Chcę podzielić się przepisem na najprostszy wypiek jaki znam.
Przepis jest tak prosty, że po przeczytaniu go kilka miesięcy temu w Internecie nawet nie zwróciłam na niego większej uwagi. Ciekawość mnie męczyła, a skoro go sobie zapisałam na wszelki wypadek, postanowiłam go wypróbować.
Od tego czasu piekę to ciasto prawie regularnie. Moja rodzina bardzo polubiła to dziwne ciasto.
Przepis okazał się naprawdę bardzo prosty, a wypiek bardzo ciekawy i jednocześnie pyszny.
Dzielę się, może komuś się przyda.
Co robimy. Wierz lub nie, ale potrzebujemy tylko trzech składników: 200 g mleka, 4 jajka i 18-20 łyżek mąki (bez grudek). Ilość mąki zależy od wielkości jaj, jeśli są duże, to 20 łyżek.

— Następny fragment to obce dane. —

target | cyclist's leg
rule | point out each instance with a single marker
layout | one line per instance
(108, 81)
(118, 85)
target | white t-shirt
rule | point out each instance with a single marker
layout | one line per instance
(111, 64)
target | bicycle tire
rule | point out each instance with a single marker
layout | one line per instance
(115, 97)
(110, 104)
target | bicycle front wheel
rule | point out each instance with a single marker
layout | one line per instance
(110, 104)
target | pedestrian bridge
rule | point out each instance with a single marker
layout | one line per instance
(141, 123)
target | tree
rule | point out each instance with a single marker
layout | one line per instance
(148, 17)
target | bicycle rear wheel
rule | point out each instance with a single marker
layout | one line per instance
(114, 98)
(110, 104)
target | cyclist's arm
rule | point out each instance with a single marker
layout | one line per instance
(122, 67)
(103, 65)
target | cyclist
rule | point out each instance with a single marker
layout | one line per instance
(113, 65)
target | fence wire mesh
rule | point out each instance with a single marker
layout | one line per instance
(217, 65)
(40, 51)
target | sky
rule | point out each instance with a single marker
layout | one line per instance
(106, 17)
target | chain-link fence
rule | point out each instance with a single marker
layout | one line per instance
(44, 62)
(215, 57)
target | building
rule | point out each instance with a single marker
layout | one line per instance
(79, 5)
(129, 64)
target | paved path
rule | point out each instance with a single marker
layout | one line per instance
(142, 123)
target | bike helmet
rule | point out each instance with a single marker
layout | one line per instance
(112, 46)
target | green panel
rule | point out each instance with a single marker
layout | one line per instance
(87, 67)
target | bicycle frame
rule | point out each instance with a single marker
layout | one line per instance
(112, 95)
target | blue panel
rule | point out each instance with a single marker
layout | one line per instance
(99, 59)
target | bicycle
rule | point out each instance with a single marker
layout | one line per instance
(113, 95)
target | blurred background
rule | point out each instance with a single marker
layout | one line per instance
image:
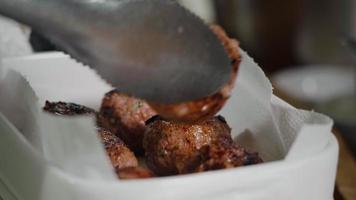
(306, 47)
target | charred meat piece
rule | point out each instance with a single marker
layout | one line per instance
(125, 116)
(120, 155)
(223, 154)
(208, 106)
(63, 108)
(173, 147)
(134, 173)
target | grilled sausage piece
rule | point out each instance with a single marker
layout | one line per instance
(125, 116)
(208, 106)
(223, 154)
(172, 147)
(120, 155)
(134, 173)
(63, 108)
(179, 148)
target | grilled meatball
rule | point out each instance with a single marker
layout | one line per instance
(121, 157)
(172, 147)
(208, 106)
(125, 116)
(63, 108)
(134, 173)
(223, 154)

Ubij jajko i wymieszaj z mąką. Robimy to ostrożnie, prawie delikatnie, aby nie strącić pianki, ale wmieszać w nią mąkę.
Następnie dodaj mleko i wymieszaj, powinieneś otrzymać ciasto o takiej samej konsystencji jak na naleśniki.
Ciasto jest gotowe.
W formie o wymiarach około 20 cm na 30 cm (mam właśnie taką), włożyć trzy łyżki masła i roztopić je w piekarniku przy 220 stopniach.

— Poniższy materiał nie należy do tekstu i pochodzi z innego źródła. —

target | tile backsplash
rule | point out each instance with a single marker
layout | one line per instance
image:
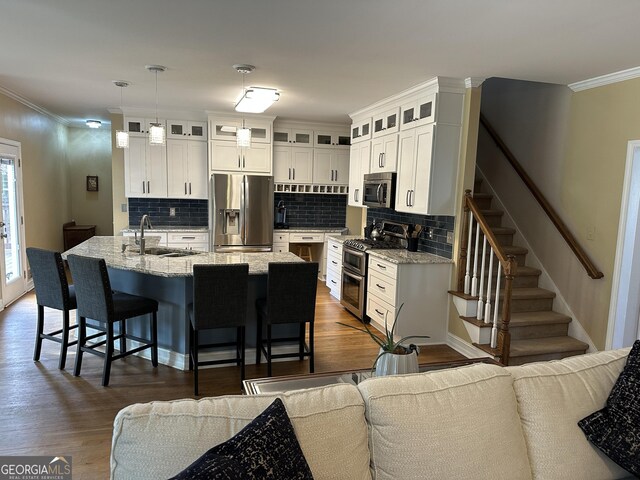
(433, 238)
(314, 210)
(189, 213)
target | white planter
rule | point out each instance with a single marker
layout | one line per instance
(392, 364)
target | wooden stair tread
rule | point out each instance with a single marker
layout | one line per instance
(524, 319)
(543, 346)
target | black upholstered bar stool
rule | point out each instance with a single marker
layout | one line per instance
(291, 298)
(53, 291)
(98, 302)
(219, 301)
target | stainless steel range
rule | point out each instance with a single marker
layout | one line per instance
(354, 263)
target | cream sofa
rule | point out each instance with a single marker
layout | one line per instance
(474, 422)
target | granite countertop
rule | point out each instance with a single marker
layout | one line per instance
(172, 228)
(405, 256)
(337, 230)
(110, 248)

Następnie wylej ciasto na blachę do pieczenia i gotowe.
Dalej wszystko zależy od twojego uznania. Próbowaliśmy już z tartym serem, dżemem i kiełbasą (po zamrożeniu).

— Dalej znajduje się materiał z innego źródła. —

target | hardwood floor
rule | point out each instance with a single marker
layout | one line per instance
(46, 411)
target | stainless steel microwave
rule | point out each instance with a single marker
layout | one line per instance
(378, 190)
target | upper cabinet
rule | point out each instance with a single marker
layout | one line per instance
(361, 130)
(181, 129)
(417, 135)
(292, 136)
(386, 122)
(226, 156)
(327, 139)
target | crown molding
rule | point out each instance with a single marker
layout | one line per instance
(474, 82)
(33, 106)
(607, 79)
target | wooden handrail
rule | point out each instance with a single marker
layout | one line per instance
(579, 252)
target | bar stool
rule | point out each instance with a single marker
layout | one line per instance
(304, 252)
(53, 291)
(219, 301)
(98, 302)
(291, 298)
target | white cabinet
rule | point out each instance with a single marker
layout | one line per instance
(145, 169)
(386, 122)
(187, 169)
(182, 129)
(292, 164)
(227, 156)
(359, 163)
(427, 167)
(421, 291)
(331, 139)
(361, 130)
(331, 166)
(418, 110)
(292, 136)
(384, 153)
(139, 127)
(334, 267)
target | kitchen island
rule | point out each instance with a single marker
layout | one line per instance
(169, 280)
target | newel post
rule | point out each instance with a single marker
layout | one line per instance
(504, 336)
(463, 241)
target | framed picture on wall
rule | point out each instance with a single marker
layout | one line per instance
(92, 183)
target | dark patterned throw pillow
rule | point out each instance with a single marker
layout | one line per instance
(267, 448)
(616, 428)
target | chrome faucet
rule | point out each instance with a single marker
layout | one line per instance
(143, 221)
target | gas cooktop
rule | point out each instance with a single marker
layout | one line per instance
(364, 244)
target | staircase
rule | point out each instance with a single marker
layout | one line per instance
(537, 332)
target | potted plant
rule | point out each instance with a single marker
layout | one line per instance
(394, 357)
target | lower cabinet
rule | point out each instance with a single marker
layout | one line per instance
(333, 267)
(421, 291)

Tym razem zdecydowaliśmy się zetrzeć jabłko i dorzucić kilka jagód, okazało się to bardzo ciekawe w smaku.
Wstawiamy do piekarnika i pieczemy w tej samej temperaturze przez 20-30 minut.
Posyp cukrem pudrem.
Dla tych, którzy solą wszystkie potrawy, do ciasta można dodać sól - ja tego nie robię. Nadzienie nadaje smaku, a jeśli nie używasz nadzienia, tak jak my to robimy, to po prostu posyp je cukrem pudrem.
Spróbuj, bardzo mało zachodu, a mimo to bardzo smaczne ciasto.